Ce sont nos interlocuteurs syriens, les chefs religieux en particulier, qui nous ont recommandé le retour à notre identité comme meilleure garantie face à la décomposition de l’Etat, de la Nation et de la Patrie.
Alors halte au prosélytisme islamiste financé par nos pseudo "alliés" saoudiens, qataris ou turcs, halte aux minarets et aux écoles coraniques. Halte à la colonisation de notre pays. Accueillons en nombre raisonnable avec humanité ceux qui souhaitent s’intégrer sans faux semblant et arrière-pensées. Mais raccompagnons sans faiblesse dans leurs pays d’origine ceux qui ne veulent ni ne peuvent s’intégrer. C’est parmi eux que se trouve l’avant-garde du terrorisme islamiste dans notre pays, qui sera bientôt rejointe si nous n’y mettons bon ordre, par les djihadistes infiltrés parmi les flots d’immigrés.
 
En Syrie comme en France, le combat est même : il s’agit du combat sans merci que livrent les nouveaux barbares au monde civilisé pour le détruire et imposer leur loi infâme.

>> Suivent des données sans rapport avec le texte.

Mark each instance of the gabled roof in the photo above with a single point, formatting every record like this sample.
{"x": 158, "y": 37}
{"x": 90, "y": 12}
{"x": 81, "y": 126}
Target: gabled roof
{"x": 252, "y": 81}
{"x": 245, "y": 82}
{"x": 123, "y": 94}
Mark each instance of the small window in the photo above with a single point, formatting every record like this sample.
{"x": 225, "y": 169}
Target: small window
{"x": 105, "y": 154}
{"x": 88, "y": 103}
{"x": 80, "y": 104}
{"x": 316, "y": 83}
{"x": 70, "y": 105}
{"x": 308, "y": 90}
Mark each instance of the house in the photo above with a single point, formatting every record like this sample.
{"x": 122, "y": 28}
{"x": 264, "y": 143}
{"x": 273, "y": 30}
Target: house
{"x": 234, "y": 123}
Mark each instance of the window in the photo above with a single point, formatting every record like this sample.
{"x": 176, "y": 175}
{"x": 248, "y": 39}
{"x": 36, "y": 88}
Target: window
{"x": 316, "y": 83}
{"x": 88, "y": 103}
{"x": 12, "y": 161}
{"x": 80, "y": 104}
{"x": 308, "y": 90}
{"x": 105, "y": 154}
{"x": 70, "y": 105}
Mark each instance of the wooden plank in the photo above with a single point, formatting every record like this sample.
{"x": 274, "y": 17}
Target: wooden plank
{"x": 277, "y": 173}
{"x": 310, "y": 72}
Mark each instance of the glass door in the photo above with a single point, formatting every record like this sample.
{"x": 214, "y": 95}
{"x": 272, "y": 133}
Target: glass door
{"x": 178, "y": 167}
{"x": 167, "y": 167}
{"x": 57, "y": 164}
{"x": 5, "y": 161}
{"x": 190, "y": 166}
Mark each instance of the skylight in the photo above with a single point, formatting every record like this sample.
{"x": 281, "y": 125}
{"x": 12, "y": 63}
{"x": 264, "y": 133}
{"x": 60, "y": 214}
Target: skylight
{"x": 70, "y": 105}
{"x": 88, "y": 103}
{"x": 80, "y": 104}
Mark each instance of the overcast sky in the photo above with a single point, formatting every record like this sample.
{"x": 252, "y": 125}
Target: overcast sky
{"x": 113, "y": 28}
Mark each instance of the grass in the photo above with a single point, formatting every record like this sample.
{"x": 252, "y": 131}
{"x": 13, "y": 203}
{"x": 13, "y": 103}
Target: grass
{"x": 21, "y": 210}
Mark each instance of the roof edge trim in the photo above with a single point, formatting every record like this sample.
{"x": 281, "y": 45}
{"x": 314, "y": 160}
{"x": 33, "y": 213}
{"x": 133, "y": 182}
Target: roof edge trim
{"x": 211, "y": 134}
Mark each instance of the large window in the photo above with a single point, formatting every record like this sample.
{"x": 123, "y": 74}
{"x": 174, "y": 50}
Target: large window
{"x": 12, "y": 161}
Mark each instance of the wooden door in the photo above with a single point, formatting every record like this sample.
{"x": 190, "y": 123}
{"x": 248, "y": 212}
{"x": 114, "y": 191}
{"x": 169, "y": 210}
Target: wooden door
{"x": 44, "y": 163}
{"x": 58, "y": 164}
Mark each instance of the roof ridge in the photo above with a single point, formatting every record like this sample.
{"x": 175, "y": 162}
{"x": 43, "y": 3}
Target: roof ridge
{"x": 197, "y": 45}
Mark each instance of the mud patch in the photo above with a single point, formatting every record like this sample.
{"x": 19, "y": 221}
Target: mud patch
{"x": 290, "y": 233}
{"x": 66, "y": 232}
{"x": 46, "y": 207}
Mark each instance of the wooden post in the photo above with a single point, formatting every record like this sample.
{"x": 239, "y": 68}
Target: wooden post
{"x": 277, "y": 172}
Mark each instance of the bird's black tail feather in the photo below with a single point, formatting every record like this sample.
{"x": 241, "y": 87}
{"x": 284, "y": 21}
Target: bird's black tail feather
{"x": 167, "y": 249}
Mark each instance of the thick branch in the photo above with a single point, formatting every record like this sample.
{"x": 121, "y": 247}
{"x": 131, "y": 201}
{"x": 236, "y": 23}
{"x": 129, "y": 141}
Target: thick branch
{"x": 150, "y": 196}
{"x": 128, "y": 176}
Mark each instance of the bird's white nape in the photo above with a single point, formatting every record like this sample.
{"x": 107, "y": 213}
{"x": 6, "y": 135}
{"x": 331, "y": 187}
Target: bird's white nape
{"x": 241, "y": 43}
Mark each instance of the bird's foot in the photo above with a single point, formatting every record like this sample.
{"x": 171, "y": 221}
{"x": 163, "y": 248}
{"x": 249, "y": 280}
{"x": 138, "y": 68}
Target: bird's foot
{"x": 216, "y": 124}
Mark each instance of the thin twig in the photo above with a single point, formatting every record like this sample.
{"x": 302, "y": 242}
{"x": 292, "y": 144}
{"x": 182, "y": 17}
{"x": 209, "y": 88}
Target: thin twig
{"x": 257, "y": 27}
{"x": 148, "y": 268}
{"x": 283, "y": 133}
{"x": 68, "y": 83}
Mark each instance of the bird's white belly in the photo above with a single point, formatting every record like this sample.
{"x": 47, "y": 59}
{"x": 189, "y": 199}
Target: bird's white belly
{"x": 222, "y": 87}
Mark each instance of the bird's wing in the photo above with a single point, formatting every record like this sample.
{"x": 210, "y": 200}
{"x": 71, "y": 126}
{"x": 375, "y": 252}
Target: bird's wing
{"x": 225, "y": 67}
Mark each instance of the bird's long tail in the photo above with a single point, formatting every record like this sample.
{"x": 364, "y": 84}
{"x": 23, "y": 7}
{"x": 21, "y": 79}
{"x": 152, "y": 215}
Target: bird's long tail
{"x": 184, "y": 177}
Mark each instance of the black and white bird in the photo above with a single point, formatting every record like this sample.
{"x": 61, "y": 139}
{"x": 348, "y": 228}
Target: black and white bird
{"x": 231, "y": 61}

La Syrie de Bachar El Assad n’est certainement pas parfaite. Mais la France de François Hollande l’est-elle seulement ?
L’ennemi est commun, il est un et un seul. Son nom peut changer mais il s’agit du fondamentalisme wahhabite, que j’ai déjà personnellement vu à l’œuvre sur le sol européen au Kosovo il y a quinze ans et qui continue d’y prospérer sous l’œil bienveillant des Etats-Unis et de l’Union Européenne.

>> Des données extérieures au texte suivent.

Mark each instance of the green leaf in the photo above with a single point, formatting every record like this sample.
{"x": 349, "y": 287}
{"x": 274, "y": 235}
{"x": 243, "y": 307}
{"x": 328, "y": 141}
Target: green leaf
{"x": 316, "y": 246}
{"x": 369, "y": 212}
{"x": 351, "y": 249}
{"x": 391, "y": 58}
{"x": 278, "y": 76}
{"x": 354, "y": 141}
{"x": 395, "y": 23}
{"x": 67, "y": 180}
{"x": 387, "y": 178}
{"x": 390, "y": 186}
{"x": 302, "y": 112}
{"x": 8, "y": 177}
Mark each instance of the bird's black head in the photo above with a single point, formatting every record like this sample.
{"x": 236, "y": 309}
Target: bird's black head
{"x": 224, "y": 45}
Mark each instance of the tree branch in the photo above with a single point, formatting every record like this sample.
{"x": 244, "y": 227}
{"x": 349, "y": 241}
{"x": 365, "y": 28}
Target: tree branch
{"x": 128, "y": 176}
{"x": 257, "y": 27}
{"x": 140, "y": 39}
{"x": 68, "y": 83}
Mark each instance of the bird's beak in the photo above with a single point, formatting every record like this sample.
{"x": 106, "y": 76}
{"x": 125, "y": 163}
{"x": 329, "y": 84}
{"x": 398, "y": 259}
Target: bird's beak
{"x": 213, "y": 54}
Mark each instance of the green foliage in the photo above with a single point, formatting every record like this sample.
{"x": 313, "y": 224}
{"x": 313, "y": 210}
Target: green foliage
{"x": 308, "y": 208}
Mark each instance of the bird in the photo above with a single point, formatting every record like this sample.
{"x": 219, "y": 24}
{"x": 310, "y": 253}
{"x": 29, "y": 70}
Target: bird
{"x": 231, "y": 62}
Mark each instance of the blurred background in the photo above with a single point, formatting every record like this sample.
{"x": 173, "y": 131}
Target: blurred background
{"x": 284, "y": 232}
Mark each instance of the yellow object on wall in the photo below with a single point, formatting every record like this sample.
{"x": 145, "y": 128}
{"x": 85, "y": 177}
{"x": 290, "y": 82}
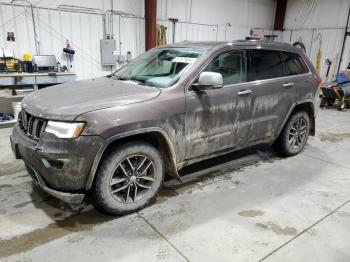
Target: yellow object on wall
{"x": 161, "y": 35}
{"x": 26, "y": 57}
{"x": 318, "y": 60}
{"x": 319, "y": 52}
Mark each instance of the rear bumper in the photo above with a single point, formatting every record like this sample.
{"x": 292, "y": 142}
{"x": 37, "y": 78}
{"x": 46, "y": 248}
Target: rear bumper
{"x": 60, "y": 166}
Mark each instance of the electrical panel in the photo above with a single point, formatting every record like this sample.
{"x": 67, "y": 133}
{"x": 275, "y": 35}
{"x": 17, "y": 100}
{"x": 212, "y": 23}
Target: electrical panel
{"x": 108, "y": 48}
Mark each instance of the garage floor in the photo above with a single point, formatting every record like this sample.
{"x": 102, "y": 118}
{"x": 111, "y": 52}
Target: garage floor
{"x": 250, "y": 206}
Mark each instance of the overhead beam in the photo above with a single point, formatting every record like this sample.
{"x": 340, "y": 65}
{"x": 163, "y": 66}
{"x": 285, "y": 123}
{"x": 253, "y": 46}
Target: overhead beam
{"x": 150, "y": 24}
{"x": 280, "y": 14}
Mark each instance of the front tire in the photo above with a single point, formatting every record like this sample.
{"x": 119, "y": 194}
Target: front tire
{"x": 129, "y": 178}
{"x": 295, "y": 134}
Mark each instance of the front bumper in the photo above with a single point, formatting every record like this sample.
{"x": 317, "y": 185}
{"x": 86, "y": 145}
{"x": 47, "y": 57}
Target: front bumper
{"x": 60, "y": 166}
{"x": 73, "y": 199}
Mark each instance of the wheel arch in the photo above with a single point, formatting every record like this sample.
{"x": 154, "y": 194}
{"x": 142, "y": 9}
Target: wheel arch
{"x": 306, "y": 106}
{"x": 155, "y": 136}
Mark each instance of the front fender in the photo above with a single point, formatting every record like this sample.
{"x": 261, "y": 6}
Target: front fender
{"x": 120, "y": 136}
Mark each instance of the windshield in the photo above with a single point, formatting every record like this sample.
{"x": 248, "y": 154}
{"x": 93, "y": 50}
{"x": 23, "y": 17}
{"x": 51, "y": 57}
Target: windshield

Il est temps d’ouvrir les yeux, de prendre conscience des graves dangers qui menacent les générations à venir. Celles de nos enfants et de nos petits-enfants.

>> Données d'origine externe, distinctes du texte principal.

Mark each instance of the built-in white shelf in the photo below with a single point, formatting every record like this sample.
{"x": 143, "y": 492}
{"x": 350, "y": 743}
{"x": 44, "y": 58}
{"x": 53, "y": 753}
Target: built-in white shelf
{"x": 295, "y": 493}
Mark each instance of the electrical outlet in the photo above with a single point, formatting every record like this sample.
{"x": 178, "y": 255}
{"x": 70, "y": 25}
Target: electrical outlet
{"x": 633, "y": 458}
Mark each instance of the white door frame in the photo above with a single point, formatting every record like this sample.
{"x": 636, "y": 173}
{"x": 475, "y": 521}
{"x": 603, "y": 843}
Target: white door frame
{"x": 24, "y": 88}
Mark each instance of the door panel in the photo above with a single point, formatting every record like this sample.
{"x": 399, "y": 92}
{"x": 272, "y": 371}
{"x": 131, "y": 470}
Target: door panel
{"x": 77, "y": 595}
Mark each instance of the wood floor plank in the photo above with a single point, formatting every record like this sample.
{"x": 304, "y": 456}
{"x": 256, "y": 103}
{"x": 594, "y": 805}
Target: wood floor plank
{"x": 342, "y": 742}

Un sursaut est encore possible.
Comme l’a écrit récemment Philippe de Villiers, "il n’y a plus ni précaution à prendre ni personne à ménager. Il faut que les Français sachent".
Je souhaite que le sacrifice de tous ces morts et blessés innocents, de Beyrouth, de Damas ou de Paris, ne soit pas vain. Je souhaite qu’il permette une prise de conscience amenant nos dirigeants à un sursaut salutaire, pour la défense de notre civilisation, de nos libertés, sans laquelle la vie ne vaut rien.